Statescope_model = Initialize_Statescope(Bulk, TumorType="PBMC", Ncelltypes=7, Ncores=10)
Statescope_model.Deconvolution()
Statescope_model.Refinement()
Statescope_model.StateDiscovery()

Deconvolution outputs​

Heatmap_Fractions​

Visualizes cell-type fractions across samples.

Heatmap_Fractions(Statescope_model)

Heatmap Fractions

Boxplot_CelltypeAbundance​

Boxplot of cell-type fractions across samples.

Boxplot_CelltypeAbundance(Statescope_model)

Heatmap Fractions

Refinement outputs​

Heatmap_GEX​

Clustered heatmap of purified gene expression for a cell type.

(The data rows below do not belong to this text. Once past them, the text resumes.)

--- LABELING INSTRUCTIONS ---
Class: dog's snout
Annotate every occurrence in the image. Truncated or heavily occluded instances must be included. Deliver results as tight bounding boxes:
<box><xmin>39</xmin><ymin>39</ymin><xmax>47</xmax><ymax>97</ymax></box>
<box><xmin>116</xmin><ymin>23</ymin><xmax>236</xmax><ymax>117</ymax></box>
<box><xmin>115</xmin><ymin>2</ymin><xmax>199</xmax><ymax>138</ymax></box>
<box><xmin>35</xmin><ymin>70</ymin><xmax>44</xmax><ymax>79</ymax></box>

Heatmap_GEX(Statescope_model, "T_cells_CD4+")

Heatmap Fractions​

State discovery outputs​

Heatmap_StateScores​

Heatmap of per-sample state scores.

Heatmap_StateScores(Statescope_model)

Heatmap Fractions

Heatmap_StateLoadings​

Heatmap of state loadings; use top_genes to reduce clutter.

Heatmap_StateLoadings(Statescope_model, top_genes=50)

Heatmap Fractions

Plot_CopheneticCoefficients​

Plots cophenetic coefficients across k values (used for model selection).

Plot_CopheneticCoefficients(Statescope_model)

Heatmap Fractions

BarPlot_StateLoadings​

Bar plot of state loadings with top genes labeled.

BarPlot_StateLoadings(Statescope_model, top_genes=3)

Heatmap Fractions

TSNE_AllStates​

t-SNE for all cell types and states (optionally show sample names).

TSNE_AllStates(Statescope_model, show_samples=True)

TSNE_CellTypes​

t-SNE for one or more cell types.

TSNE_CellTypes(Statescope_model, celltype="Epithelial", show_samples=True)

Usage notes​

  • Run Deconvolution() before fraction plots.
  • Run Refinement() before GEX heatmaps.
  • Run StateDiscovery() before state score/loading plots and t-SNE views.
  • It is recommended to save your model after each module so you can reload and continue analysis later.